The flowering of humanitarian activity in the war’s aftermaths also hints at the limits of popular xenophobia between 1914 and 1918.[73] The earnest desire on the part of many religious and philanthropic groups in the United States and United Kingdom in particular, such as the newly founded Save the Children, to assist the starving populations of Central Europe testifies powerfully to this trend.[74] Whereas much of British public opinion demanded that a harsh peace treaty be imposed on the societies of the defeated Central Powers, humanitarian groups such as the Quakers organised soup kitchens and other forms of relief in cities such as Vienna. A core conviction of these activists was that the children of Austria and Germany were innocent, and did not deserve to die of starvation due to the actions of their former governments.[75] The Oxford classicist Gilbert Murray (1866-1957) opened an exhibition of Viennese children’s art in November 1920 that toured forty cities and towns in Britain and Ireland, before continuing on to North America and Australia.
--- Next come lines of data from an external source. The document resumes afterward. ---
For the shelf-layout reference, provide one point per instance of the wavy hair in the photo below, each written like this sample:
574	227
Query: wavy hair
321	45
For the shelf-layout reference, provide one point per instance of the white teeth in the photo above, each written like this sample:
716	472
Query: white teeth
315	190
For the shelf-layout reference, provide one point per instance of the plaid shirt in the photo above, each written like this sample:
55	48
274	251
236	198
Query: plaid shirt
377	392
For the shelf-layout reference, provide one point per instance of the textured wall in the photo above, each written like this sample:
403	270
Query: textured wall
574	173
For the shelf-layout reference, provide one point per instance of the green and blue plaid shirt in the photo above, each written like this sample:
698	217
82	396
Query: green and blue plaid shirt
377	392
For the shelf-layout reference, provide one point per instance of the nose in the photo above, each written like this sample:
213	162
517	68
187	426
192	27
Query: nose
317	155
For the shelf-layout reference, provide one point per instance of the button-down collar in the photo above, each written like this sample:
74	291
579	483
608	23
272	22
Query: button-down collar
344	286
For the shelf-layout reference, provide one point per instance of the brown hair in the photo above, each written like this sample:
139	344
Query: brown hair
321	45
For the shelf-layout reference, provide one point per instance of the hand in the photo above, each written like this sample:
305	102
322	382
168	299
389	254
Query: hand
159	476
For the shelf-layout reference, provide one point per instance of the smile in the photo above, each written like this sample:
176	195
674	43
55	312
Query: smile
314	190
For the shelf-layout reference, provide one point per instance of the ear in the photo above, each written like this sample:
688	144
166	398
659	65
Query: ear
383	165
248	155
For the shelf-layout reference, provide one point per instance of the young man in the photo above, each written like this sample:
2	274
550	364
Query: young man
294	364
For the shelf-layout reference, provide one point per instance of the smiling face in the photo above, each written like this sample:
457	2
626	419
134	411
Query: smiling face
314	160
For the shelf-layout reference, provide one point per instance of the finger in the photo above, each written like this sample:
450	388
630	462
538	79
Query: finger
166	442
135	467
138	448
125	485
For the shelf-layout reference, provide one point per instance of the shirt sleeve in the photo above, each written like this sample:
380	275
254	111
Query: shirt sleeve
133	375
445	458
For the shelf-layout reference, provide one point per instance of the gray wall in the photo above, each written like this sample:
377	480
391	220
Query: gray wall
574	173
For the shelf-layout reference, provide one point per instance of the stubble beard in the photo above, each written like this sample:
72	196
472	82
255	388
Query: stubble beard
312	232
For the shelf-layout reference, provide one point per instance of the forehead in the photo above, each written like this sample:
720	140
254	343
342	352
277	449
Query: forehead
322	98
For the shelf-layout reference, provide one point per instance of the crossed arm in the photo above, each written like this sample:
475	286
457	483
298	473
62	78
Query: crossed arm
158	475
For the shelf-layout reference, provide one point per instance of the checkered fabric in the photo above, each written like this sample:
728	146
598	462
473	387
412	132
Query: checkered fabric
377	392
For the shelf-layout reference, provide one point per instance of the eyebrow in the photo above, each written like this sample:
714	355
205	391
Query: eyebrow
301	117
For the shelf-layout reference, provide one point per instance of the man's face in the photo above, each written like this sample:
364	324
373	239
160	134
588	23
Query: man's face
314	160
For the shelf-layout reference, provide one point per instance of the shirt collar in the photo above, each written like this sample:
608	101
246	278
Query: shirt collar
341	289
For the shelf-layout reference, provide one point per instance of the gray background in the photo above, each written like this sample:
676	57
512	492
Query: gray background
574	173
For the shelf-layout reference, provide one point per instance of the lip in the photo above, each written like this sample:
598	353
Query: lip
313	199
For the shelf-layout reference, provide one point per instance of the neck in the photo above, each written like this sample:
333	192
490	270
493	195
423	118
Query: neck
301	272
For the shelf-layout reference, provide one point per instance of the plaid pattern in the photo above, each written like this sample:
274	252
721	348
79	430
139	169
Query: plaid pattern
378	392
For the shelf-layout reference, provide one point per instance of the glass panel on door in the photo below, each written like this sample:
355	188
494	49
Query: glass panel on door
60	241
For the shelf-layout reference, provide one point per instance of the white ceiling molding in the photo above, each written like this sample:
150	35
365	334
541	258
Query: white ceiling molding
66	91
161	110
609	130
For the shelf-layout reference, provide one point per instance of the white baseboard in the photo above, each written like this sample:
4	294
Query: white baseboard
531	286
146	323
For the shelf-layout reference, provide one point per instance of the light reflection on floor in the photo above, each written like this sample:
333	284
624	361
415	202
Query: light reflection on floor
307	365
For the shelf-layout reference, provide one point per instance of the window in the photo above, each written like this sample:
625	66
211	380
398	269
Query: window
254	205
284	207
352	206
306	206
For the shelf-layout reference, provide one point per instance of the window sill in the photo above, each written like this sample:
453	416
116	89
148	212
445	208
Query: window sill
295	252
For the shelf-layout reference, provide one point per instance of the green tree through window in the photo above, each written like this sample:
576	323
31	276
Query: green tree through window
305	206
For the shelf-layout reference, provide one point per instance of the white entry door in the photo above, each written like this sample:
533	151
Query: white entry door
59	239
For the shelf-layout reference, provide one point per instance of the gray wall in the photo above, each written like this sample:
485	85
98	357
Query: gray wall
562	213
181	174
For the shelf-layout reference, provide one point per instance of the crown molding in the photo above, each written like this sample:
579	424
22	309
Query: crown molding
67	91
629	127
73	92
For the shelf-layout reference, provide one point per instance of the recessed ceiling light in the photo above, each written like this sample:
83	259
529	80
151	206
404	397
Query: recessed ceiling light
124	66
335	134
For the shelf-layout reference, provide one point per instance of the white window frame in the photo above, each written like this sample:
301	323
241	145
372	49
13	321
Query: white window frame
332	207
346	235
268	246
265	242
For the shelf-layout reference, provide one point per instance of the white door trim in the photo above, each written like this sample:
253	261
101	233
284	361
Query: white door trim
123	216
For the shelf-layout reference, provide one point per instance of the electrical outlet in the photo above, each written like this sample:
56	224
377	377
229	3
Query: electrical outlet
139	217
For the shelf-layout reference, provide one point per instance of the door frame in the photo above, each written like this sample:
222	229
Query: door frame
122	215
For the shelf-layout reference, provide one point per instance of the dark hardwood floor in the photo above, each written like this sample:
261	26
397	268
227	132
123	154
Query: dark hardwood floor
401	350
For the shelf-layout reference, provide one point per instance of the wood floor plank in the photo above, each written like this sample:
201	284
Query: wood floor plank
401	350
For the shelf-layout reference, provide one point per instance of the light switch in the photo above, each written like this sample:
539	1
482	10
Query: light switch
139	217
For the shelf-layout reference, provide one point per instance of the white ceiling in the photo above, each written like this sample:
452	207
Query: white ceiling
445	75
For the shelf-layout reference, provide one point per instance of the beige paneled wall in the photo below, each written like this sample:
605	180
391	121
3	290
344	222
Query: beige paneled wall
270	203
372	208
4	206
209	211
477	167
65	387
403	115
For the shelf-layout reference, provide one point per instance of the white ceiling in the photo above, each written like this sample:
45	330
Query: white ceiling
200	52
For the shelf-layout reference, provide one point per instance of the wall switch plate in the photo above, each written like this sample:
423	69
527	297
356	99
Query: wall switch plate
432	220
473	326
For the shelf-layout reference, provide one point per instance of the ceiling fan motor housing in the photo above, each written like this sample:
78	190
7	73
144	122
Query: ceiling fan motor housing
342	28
As Patricia Clavin observed, this exhibition "established the image of the single, starving child that laid the foundations for the iconography of international intervention in Austria and for famine relief for the twentieth century and beyond."[76]

Conclusion

Such examples of humanitarianism admonish us to not draw too direct a line between the First and Second World Wars, and encourage us to contemplate the alternative paths inter-war history could have taken. As international historians stress, the Second World War was not an inevitable outcome of the First, and for long periods in the mid-late 1920s it seemed that the international order was stabilising.[77] Nevertheless, Stefan Zweig was certainly correct to highlight the First World War as a turning point, an event which unleashed hatreds and bequeathed profound bitterness and resentment to the post-war world. As Ian Kershaw argued in his recent survey of European history between 1914 and 1949, "ethnic nationalism was one of the war’s main legacies", manifesting itself in border conflicts fought across the centre and east of the continent during the years 1918 to 1923. German Freikorps battled Polish nationalists in borderlands such as Silesia, and the Greek-Turkish War of 1919-22 was marked on both sides by the perpetration of mass atrocities against civilian populations, culminating in the forced population exchange of 1923, ending centuries of co-existence between Orthodox and Muslim populations in the region.[78] White forces in the Russian Civil War murdered between 50,000 and 200,000 Jews in Ukraine and Belorussia alone, and in January 1919 Vladimir Lenin’s (1870-1924) regime ordered that "mass terror" should be deployed against the Cossack people.[79]

Xenophobia also emerged as an influential framework for interpreting defeat in the societies of the former Central Powers. Habsburg commanders such as Franz Conrad von Hötzendorf (1852-1925) blamed the alleged disloyalty of the empire’s Slavic populations for Austro-Hungarian collapse – an interpretation that was paradoxically shared by the governments of new states such as Czechoslovakia, keen to obscure their societies’ real contributions to the Habsburg war effort between 1914 and 1918.[80] In Germany, the emerging ‘stab-in-the-back myth’ bore anti-Semitic connotations from its very inception, and, as in Austria, served to downplay the responsibility of the Reich’s political and military leaderships for ultimate defeat, offloading it instead onto a vulnerable minority.[81] This anti-Semitic interpretation of German defeat was initially not, however, shared by a majority of those adjusting to life in the new Weimar Republic, nor were its champions successful at the ballot box prior to the onset of the Great Depression. In this case as in others, the xenophobia unleashed by the First World War sat at the junction of the 19th and 20th centuries, and while paving the way for the horrors of the 1930s and 1940s, did not render them inevitable.[82]